I can't recall where but I had read somewhere (different places and different times) the following two pieces of advice:

  1. when playing an interval of two notes one after the other at A-hertz and B-hertz that the closer A/B is to a fraction of "small" integers, the nicer that interval will sound.

  2. Intervals that sound nice, and in general scales that sound nice give rise to chords that sound nice.

Is there a way to create a rule (1) for chords of 3-or more notes? Like if I have a sequence of notes A_1 hertz, A_2 hertz, A_3 hertz... with the property that A_2/A_1 is close to some small fraction and A_3/A_2 is close to another small fraction etc...

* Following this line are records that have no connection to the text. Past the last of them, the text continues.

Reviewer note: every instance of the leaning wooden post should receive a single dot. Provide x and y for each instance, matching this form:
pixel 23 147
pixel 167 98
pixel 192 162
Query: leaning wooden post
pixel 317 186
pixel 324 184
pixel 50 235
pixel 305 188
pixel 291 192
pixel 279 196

Will the whole thing necessarily sound like a decent chord? Or does the cross note interaction like A_3/A_1 need to also be close to another small fraction.

Can this be stated in a different framework perhaps? (Like if A1, A2, A3 can be rounded with very little change to integers that share a very large Least Common Multiple then they will sound consonant together)

My motivation is exploring creating microtonal chords.

4 Answers 4


If you want to get into a purely quantitative view, probably skip the term "nice" and use "consonant" instead.

The idea is simpler frequency ratios are more consonant. So unison 1:1 is most consonant, next the octave 2:1, then the perfect fifth 3:2, etc.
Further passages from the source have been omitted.